For the first time in over nine years, I will spend 2018 living alone, except for my little dog, Hanna. This coming year, in fact, will be only the second time in my life I’ve ever lived alone, the other time being from 2000-2007. It’s been a long time and, in the month I’ve lived alone so far, it’s been a big adjustment. Just finding out I would be alone was the result of a shocking turn of events in my life. I doubt that I’m over that shock yet. I don’t think we know when shock goes away, do we? I think it ebbs away from our subconscious minds, and perhaps our conscious minds as well, very gradually.

Since I lived alone for a few years in the past, I do know a bit of what to expect.
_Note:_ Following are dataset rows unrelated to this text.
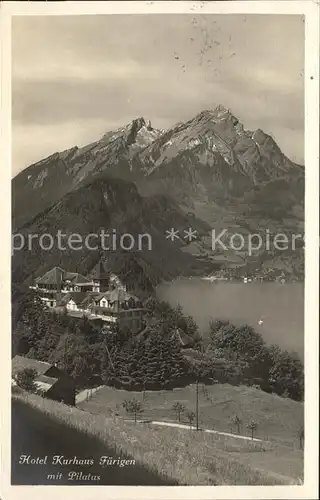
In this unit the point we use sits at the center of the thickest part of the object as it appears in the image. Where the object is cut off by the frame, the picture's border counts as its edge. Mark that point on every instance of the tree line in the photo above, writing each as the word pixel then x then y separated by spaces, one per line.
pixel 155 359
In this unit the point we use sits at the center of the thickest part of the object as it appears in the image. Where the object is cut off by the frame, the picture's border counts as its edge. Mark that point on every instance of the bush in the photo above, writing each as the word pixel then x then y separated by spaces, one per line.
pixel 25 379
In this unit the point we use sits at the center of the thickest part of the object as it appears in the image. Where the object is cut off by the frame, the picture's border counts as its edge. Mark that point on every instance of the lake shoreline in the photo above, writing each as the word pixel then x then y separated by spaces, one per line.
pixel 273 309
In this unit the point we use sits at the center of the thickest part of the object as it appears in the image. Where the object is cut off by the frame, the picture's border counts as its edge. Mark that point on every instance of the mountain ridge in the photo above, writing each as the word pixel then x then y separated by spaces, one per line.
pixel 209 166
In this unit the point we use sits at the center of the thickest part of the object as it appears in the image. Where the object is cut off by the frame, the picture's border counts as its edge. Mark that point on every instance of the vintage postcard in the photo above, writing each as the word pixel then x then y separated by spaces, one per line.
pixel 159 281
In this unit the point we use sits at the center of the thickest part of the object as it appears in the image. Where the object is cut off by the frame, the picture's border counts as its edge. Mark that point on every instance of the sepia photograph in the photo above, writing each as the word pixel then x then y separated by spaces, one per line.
pixel 158 249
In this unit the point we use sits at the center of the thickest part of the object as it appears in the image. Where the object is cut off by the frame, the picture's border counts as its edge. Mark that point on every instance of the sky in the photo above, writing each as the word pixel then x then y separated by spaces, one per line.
pixel 76 77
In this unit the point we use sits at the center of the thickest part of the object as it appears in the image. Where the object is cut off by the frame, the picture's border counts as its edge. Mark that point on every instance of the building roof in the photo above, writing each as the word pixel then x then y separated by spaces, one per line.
pixel 20 363
pixel 76 278
pixel 77 297
pixel 100 271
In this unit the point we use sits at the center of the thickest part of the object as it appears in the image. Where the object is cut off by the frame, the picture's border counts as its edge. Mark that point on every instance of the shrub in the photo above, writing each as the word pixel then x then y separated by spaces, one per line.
pixel 25 379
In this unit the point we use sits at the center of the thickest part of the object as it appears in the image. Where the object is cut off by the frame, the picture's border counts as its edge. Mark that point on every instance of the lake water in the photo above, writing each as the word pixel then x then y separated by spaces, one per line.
pixel 281 307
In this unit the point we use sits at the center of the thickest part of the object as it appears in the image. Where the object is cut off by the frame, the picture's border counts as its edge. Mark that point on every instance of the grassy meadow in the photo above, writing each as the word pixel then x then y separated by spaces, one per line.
pixel 278 418
pixel 185 456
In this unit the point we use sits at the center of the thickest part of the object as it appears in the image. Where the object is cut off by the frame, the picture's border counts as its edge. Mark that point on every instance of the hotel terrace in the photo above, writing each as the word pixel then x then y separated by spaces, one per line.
pixel 102 296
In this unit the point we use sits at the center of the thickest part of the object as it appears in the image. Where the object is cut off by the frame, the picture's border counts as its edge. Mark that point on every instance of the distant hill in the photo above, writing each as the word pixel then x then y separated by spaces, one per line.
pixel 208 172
pixel 111 204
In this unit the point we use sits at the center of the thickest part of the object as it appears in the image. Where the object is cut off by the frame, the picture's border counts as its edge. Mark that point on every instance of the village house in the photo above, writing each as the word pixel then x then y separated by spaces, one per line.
pixel 114 307
pixel 52 382
pixel 102 296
From a practical point of view, I have to get back to taking care of my home on my own again which is no small feat. I’m used to sharing chores and now all the chores are mine, both indoor and outdoor. The first week was hard. Then, I remembered how I’d done everything in the past and, since then, it has become easier by the day. I still have a lot to remember. Things that just haven’t come up yet.

I have business I’ve had to take care of and, of course, I want to continue writing. Blogging, magazine articles, website articles and copy, and finishing up some long form writing projects I have going. A novella. Two actually. Maybe another novel. I want to also work on a serial. I may go back to online teaching in a semester or two.

Besides the practical side of life, there is the emotional aspects of living alone. I don’t really get lonely, so that’s not much of a problem for me. As an only child, I learned to entertain myself and those skills carried over to adulthood. I work from home a lot. It takes time to take care of my home, both inside and out. The business aspect of life takes time. I also have excellent friends. Then there is Hanna, my dog, who definitely takes time. I’m training her to be a good companion dog. By the time I accomplish all this in a day, the day is done.

I do still have to deal with the shock and emotional trauma that precipitated my change in living circumstances. That’s not going to be accomplished overnight. In fact, it will take a long time, if I ever feel free of the events of the past two months.

So, my resolution for 2018? Quite simply, survival. I don’t think it’s a resolution that will be forgotten the first couple of weeks of the year.